Embora o queijo da Serra da Canastra, em Minas Gerais, tenha sido por décadas símbolo de tradição e qualidade, outras regiões do país vêm ganhando destaque, obtendo reconhecimento internacional e ampliando o cenário da produção artesanal de queijos no Brasil.
Queijo artesanal
A Rota do Queijo em São Paulo engloba 102 queijarias em 77 municípios, promovendo a produção artesanal, unindo turismo e gastronomia e valorizando a cultura regional. Desde 2022, o número de produtores cresceu 300%, com quatro queijos paulistas entre os dez melhores do mundo no Mondial du Fromage. Iniciativas semelhantes têm surgido em estados como Amazonas, Mato Grosso e em regiões do Norte e Nordeste, que vêm se destacando em concursos nacionais e internacionais.
O fortalecimento das queijarias é apoiado por consultorias técnicas, assessoria jurídica e suporte em certificações, fundamentais para comercialização formal e participação em competições. Premiações como o Concurso Internacional de Queijo Artesanal em Araxá, o Prêmio Queijo Brasil em Blumenau e o Mundial do Queijo do Brasil oferecem visibilidade e reconhecimento global, consolidando o mercado brasileiro de queijos artesanais.
Turismo rural
O crescimento do interesse pelos queijos artesanais evidencia uma mudança no comportamento do consumidor, que passa a valorizar a origem, a história e o cuidado envolvidos na produção, buscando experiências gastronômicas mais completas. Essa valorização contribui para a sustentabilidade das pequenas propriedades, oferecendo novas fontes de renda e fortalecendo a permanência de famílias no meio rural.

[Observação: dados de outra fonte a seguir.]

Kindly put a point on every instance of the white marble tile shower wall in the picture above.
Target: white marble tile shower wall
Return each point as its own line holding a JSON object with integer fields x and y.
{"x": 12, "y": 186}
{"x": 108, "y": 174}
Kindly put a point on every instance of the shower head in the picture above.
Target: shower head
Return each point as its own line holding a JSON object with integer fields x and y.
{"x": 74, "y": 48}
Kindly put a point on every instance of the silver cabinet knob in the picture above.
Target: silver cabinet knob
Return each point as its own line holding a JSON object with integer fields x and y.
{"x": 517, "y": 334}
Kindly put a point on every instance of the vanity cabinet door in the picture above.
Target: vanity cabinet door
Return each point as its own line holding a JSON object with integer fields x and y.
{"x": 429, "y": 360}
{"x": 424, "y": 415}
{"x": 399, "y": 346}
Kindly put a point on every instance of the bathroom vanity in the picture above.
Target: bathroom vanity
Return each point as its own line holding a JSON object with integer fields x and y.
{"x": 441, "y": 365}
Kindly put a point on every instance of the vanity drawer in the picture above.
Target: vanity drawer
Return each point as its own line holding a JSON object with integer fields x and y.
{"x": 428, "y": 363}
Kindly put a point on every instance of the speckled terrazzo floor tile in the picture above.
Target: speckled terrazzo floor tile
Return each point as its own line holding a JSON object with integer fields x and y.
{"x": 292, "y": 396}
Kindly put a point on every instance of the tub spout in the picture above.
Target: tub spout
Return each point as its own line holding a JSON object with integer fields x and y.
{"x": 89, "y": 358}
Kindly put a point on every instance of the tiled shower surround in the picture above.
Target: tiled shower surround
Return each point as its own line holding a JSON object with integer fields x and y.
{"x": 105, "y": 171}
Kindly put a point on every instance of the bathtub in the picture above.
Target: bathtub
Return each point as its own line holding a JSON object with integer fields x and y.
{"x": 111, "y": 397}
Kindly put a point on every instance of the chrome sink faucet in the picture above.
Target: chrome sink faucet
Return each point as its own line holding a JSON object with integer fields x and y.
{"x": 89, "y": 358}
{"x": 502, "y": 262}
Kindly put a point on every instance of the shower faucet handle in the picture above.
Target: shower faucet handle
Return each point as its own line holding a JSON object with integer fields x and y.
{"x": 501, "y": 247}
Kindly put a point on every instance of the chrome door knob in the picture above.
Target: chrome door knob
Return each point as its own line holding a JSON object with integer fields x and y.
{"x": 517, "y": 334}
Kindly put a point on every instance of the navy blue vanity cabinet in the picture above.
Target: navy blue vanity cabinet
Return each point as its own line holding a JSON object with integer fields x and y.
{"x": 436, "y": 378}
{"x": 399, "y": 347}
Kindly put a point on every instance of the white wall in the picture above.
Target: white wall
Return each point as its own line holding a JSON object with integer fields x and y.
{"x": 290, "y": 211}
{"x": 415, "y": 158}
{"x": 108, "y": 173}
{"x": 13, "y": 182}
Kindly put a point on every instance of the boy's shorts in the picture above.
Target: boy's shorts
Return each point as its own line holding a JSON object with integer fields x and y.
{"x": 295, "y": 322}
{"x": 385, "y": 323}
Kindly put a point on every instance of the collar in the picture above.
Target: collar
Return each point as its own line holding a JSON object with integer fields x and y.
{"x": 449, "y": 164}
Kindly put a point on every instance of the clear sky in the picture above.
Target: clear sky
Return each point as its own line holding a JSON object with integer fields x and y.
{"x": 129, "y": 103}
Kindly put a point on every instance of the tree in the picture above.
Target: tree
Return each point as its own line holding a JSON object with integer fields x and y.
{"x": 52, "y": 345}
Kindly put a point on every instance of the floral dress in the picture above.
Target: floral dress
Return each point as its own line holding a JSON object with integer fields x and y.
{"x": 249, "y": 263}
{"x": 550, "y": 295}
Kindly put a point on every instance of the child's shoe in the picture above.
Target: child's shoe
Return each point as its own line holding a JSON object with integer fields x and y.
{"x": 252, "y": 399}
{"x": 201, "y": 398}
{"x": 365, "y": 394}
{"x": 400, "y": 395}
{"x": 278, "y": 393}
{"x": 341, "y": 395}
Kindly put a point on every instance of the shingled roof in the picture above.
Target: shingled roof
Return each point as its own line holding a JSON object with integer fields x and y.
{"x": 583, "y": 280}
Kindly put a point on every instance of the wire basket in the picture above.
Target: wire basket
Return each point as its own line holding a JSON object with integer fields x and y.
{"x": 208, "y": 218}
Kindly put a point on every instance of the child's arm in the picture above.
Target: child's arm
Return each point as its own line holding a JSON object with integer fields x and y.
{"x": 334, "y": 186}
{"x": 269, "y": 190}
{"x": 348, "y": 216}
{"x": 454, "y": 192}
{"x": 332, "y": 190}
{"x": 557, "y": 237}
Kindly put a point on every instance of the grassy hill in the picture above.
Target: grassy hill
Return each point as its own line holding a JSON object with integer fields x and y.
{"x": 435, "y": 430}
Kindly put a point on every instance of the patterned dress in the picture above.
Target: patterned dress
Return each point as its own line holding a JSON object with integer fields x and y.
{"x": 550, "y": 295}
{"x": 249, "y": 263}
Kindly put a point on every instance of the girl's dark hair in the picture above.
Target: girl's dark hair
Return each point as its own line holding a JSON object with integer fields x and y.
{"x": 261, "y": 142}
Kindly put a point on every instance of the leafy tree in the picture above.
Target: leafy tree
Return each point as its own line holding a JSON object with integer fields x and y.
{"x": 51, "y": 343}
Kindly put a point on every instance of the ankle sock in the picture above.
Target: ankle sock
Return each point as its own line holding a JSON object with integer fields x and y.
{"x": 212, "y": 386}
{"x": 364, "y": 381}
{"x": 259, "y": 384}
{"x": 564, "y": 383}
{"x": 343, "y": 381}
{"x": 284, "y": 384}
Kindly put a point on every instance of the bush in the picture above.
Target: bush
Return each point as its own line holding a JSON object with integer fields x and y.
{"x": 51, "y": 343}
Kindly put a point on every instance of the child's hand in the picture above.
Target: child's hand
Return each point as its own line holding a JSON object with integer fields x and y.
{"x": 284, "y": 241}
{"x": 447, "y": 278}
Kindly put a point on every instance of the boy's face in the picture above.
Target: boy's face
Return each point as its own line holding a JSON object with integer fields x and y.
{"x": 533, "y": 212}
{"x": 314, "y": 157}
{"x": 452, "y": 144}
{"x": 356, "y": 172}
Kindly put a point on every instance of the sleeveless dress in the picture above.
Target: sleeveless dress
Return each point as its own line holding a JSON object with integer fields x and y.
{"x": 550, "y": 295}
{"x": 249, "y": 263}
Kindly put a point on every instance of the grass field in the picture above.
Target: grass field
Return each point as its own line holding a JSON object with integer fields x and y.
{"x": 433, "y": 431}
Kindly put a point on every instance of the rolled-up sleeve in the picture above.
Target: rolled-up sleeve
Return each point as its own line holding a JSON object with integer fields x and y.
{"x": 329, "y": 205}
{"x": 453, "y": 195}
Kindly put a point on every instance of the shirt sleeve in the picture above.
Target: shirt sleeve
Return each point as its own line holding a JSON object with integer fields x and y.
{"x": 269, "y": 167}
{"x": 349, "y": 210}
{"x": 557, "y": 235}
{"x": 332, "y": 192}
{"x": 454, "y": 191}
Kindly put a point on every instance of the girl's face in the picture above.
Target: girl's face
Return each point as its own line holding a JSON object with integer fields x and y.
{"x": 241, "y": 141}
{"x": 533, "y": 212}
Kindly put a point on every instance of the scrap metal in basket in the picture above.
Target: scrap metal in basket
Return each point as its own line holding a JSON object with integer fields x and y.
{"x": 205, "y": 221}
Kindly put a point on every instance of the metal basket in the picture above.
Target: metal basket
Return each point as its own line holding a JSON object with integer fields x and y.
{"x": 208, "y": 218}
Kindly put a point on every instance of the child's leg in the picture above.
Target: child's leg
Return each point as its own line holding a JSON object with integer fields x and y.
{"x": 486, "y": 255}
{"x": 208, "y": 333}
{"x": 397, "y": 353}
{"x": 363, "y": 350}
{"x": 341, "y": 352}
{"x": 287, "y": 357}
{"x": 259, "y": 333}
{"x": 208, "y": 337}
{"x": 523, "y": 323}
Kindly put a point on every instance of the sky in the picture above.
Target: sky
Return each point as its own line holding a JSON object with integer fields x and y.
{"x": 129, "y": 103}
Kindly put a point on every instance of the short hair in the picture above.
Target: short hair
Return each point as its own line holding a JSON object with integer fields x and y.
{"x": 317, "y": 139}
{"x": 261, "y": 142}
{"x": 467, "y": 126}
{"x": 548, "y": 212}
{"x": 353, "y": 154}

O turismo rural surge como um instrumento estratégico para agregar valor à produção de queijos. Ao abrir suas portas para visitas, degustações e passeios, as propriedades possibilitam a comercialização não apenas de queijos, mas também de produtos típicos como geleias, cafés e bolachas regionais, promovendo uma integração entre produção, gastronomia e lazer.